Unfortunately, the scene was not worth the motif it represented. The pace of text was modulated throughout the production by a teleprompter. The text scrolled on the teleprompter (and occasionally in projections on the set itself) at variable speeds to make the actors speed up and slow down their delivery. The company was clearly excited to discover the power of varying tempos in rehearsal. A note from the artistic director John Collins in the program says “The experiment with the pacing of dialogue was particularly revelatory when applied to the Isabella/Claudio prison scene.” The projections arose from a reading when the company ran short on printed scripts and projected an online script onto the wall. Collins writes that he found this effect “surprisingly gratifying” and so found ways to bring into the performance. For the audience, however, it’s merely distracting. The projections onto the set should have been cut. Whatever inspiration they offered should have been digested by the cast, and then the technological gimmickry should have been left behind in the rehearsal room. When we see words scrolling and actors delivering lines at top-speed to keep up, we don’t primarily see a topsy-turvy city of characters in conflict but a group of actors wrestling with a text they’ve made into more of an obstacle than an opportunity.

Shakespeare’s Duke sees his city as a diseased body politic.
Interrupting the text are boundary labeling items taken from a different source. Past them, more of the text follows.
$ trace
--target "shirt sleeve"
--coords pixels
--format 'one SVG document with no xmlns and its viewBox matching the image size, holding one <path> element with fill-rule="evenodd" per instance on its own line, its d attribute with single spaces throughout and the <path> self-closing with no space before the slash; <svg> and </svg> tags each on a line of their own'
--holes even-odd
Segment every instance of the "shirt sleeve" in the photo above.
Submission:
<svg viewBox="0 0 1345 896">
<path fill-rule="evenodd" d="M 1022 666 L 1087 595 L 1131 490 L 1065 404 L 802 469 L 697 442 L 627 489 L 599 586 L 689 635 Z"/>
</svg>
He explains: “our decrees,/ Dead to infliction, to themselves are dead;/ And liberty plucks justice by the nose;/ The baby beats the nurse, and quite athwart/ Goes all decorum.” He deceives Angelo, Isabella, and his other citizens in hopes of testing their virtues and finding some cure for Vienna’s ills. Wise or unwise, ethical or unseemly, his actions have a goal. As portrayed in this production, though, the Duke never seems to care about much more than his own amusement. His pseudo-Friar and floppy-haired aristocrat are simply two masks of a mad scientist tinkering with his city for the hell of it. Which makes this production, like this Duke’s Vienna, a fascinating but mostly failed experiment.